Using gRPC-gateway To Call gRPC Service Via RESTful JSON API

Introduction

Recently, I have been learning gRPC, and found grpc-gateway, an awesome project, which allows us to call our gRPC service through RESTful JSON API.

It supports languages or clients not well-supported by gRPC to simply maintain the aesthetics and tooling involved with a RESTful architecture. And it's more friendly to front-end developers.

In this article, I will share my rough experience with it.

At first, let's take a look at how grpc-gateway does.

Preparation

Use go get -u to download the following packages.

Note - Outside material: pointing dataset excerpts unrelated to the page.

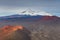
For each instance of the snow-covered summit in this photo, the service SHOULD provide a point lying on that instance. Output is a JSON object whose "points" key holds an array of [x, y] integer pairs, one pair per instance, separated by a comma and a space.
{"points": [[34, 13]]}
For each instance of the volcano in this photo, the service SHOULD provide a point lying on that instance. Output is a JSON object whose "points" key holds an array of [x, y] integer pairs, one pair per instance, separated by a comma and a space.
{"points": [[34, 27]]}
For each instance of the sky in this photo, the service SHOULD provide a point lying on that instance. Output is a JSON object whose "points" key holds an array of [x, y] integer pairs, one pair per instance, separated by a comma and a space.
{"points": [[9, 7]]}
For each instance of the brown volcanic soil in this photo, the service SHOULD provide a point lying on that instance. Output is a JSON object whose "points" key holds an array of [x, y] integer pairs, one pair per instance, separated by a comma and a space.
{"points": [[14, 33]]}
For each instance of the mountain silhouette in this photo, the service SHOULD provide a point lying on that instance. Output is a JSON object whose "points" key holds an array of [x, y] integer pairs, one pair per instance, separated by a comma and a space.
{"points": [[39, 27]]}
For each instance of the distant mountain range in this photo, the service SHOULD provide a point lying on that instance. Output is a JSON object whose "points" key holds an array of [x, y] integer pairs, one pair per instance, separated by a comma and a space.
{"points": [[38, 27]]}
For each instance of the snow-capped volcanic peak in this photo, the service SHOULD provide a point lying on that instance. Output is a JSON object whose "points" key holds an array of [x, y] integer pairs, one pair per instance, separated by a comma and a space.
{"points": [[34, 13]]}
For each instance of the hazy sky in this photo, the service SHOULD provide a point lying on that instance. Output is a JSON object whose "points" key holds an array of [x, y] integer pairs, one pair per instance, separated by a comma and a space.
{"points": [[8, 7]]}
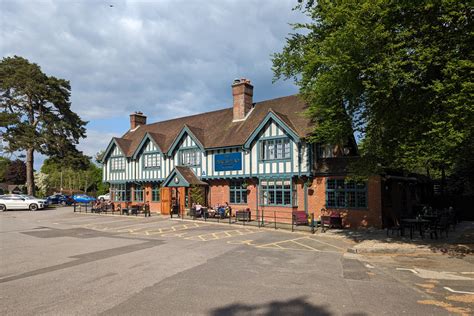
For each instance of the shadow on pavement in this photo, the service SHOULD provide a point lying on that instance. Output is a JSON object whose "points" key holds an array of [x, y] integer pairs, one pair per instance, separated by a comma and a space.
{"points": [[296, 306], [458, 244]]}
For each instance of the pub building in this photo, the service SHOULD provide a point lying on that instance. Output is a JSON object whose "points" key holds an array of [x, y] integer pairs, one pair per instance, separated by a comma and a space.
{"points": [[251, 155]]}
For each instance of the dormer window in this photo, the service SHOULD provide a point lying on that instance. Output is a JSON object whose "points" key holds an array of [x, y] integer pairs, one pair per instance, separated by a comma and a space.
{"points": [[151, 161], [190, 157], [117, 163], [325, 151], [273, 149]]}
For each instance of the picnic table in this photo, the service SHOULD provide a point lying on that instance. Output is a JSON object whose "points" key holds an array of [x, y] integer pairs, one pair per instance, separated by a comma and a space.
{"points": [[414, 224]]}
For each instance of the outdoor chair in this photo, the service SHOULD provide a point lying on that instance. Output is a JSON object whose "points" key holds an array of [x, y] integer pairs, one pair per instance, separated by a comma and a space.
{"points": [[431, 229], [395, 227], [442, 225], [146, 210]]}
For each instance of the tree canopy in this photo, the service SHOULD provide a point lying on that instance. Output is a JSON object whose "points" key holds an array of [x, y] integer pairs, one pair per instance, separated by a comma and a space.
{"points": [[398, 73], [36, 113], [70, 176]]}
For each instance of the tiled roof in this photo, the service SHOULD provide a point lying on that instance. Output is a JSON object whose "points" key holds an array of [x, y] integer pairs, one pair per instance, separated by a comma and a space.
{"points": [[217, 129], [189, 175]]}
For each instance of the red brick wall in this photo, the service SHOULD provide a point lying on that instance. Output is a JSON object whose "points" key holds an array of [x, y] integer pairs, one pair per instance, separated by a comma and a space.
{"points": [[155, 207], [352, 218]]}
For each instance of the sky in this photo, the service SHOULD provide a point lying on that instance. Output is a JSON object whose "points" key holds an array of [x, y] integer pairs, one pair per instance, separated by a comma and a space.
{"points": [[164, 58]]}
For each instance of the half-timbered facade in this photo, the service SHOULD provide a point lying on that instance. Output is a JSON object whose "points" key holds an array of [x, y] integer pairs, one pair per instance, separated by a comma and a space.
{"points": [[251, 155]]}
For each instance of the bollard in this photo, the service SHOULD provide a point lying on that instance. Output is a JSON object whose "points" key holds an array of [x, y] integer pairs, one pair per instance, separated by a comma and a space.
{"points": [[292, 222]]}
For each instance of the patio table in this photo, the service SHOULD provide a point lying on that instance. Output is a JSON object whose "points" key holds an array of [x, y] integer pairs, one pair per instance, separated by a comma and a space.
{"points": [[414, 223]]}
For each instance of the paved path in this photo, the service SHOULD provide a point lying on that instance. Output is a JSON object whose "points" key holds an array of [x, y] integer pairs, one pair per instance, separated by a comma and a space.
{"points": [[64, 263]]}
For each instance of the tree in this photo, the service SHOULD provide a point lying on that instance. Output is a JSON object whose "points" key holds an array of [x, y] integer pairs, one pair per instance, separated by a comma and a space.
{"points": [[398, 73], [4, 163], [15, 173], [73, 174], [36, 113]]}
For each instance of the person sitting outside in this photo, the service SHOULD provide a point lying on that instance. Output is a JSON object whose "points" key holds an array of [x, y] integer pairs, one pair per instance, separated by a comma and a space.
{"points": [[146, 209], [96, 206], [221, 211], [228, 210]]}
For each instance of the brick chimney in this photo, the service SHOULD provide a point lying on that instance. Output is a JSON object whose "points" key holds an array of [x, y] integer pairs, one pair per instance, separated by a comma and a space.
{"points": [[242, 92], [137, 119]]}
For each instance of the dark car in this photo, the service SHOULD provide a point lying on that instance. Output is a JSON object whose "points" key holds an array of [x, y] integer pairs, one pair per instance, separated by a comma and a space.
{"points": [[59, 199], [82, 198]]}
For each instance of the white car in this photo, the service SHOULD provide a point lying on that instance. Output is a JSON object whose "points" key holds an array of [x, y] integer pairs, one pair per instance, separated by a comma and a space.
{"points": [[20, 202], [104, 197]]}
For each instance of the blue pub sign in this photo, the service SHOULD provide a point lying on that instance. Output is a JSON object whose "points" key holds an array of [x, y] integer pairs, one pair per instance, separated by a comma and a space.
{"points": [[228, 162]]}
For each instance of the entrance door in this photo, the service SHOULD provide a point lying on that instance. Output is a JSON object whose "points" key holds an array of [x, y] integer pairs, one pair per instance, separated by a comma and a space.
{"points": [[166, 200]]}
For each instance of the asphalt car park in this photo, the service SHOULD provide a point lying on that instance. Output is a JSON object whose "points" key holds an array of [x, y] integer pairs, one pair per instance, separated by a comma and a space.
{"points": [[60, 262]]}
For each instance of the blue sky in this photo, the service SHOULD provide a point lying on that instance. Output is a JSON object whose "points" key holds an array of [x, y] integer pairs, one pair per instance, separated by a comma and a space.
{"points": [[164, 58]]}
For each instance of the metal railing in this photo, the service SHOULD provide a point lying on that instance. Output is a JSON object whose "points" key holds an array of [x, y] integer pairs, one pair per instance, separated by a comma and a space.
{"points": [[260, 219]]}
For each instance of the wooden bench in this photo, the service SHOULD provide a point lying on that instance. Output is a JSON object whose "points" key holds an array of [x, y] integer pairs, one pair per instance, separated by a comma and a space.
{"points": [[300, 218]]}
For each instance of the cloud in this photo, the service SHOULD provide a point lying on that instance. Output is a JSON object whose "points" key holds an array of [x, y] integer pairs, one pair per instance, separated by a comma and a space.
{"points": [[165, 58]]}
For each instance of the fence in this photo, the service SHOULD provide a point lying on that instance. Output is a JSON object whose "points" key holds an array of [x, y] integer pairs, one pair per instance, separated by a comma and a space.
{"points": [[272, 219]]}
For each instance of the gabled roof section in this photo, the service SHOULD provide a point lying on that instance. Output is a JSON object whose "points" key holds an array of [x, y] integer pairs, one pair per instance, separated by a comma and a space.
{"points": [[122, 144], [185, 178], [153, 137], [195, 133], [280, 120], [217, 129]]}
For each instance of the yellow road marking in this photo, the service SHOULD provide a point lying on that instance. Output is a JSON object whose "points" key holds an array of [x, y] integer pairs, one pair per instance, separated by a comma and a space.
{"points": [[309, 247], [221, 235], [325, 243]]}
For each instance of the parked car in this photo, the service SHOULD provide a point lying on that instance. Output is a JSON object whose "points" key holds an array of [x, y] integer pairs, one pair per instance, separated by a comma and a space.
{"points": [[82, 198], [20, 202], [60, 199], [104, 197]]}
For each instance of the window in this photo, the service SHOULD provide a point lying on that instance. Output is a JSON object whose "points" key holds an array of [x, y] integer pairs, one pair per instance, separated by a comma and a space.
{"points": [[155, 192], [346, 194], [277, 192], [272, 149], [190, 157], [151, 161], [325, 151], [238, 194], [138, 193], [119, 192], [117, 163]]}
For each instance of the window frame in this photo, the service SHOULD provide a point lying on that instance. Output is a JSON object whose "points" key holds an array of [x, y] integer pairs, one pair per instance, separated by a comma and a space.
{"points": [[236, 190], [156, 190], [264, 152], [273, 190], [197, 159], [120, 192], [114, 165], [343, 190], [151, 154], [138, 188]]}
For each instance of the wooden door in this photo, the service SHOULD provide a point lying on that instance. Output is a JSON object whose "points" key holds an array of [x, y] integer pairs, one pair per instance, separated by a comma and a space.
{"points": [[165, 201], [182, 199]]}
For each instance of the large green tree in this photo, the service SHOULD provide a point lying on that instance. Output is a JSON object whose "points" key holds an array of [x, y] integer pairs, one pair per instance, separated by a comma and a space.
{"points": [[399, 73], [36, 112]]}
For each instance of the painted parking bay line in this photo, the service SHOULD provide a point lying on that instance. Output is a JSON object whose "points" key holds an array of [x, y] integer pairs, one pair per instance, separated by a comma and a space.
{"points": [[222, 234], [289, 244], [173, 229]]}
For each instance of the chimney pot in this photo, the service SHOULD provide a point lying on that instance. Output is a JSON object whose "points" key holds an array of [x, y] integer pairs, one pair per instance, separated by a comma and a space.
{"points": [[242, 92], [137, 119]]}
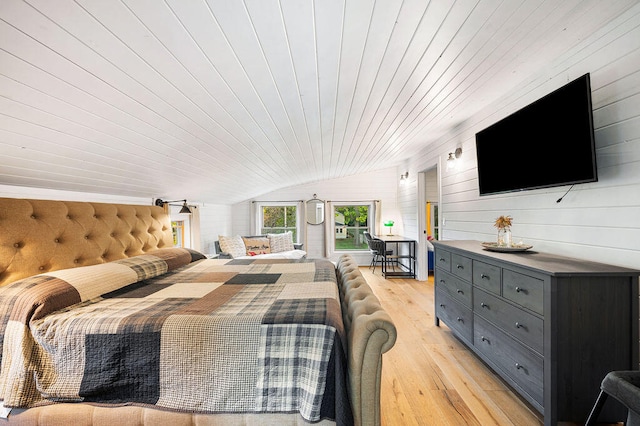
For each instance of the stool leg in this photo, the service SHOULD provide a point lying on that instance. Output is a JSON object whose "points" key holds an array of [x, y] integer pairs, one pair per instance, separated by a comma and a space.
{"points": [[597, 407]]}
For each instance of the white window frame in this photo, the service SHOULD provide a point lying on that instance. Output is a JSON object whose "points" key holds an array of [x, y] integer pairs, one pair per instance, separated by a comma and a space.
{"points": [[299, 218], [370, 224]]}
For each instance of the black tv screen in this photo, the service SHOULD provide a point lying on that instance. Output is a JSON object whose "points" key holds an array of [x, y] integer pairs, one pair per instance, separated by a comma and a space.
{"points": [[547, 143]]}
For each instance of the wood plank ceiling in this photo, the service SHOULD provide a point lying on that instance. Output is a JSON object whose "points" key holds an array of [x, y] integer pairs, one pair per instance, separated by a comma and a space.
{"points": [[223, 100]]}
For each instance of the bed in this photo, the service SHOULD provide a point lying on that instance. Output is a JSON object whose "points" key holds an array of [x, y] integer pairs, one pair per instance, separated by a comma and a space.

go get -u github.com/grpc-ecosystem/grpc-gateway/protoc-gen-grpc-gateway
go get -u github.com/golang/protobuf/protoc-gen-go

Define And Generate

Before we create a gRPC service, we should create a proto file to define what we need, here we create a file named hello.proto to show.

syntax = "proto3";

package protos;

import "google/api/annotations.proto";

service Greeter {
  rpc SayHello (HelloRequest) returns (HelloReply) {
    option (google.api.http) = {
      post: "/hello_world"
      body: "*"
    };
  }
}

message HelloRequest {
  string name = 1;
}

message HelloReply {
  string message = 1;
}

As you can see, there is an option for API Configuration, /hello_world is the request URL we defined for HTTP JSON. It means that we can visit SayHello with http://yourdomain.com/hello_world.

Then we should generate a gRPC stub via protoc

protoc -I . --go_out=plugins=grpc:. hello.proto
protoc -I . --grpc-gateway_out=logtostderr=true:. hello.proto

Then we will get the following files.

Files

Implement And Run The Service

Here we just return a string value to the implementation.

package services

import (
    "context"
    pb "grpc-sample/protos"
    "log"
)

type server struct{}

func NewServer() *server {
    return &server{}
}

func (s *server) SayHello(ctx context.Context, in *pb.HelloRequest) (*pb.HelloReply, error) {
    log.Println("request: ", in.Name)
    return &pb.HelloReply{Message: "hello, " + in.Name}, nil
}

Then we will configure this service so that it can run well.

package main

import (
    "google.golang.org/grpc"
    pb "grpc-sample/protos"
    "grpc-sample/services"
    "log"
    "net"
)

const (
    PORT = ":9192"
)

func main() {
    lis, err := net.Listen("tcp", PORT)

    if err != nil {
        log.Fatalf("failed to listen: %v", err)
    }

    s := grpc.NewServer()
    pb.RegisterGreeterServer(s, services.NewServer())
    log.Println("rpc services started, listen on localhost:9192")
    s.Serve(lis)
}

Use the following command to run up the service.

go run main.go

After running up, we may get the following result.

Result

HTTP reverse-proxy server

This is the most important step for translation!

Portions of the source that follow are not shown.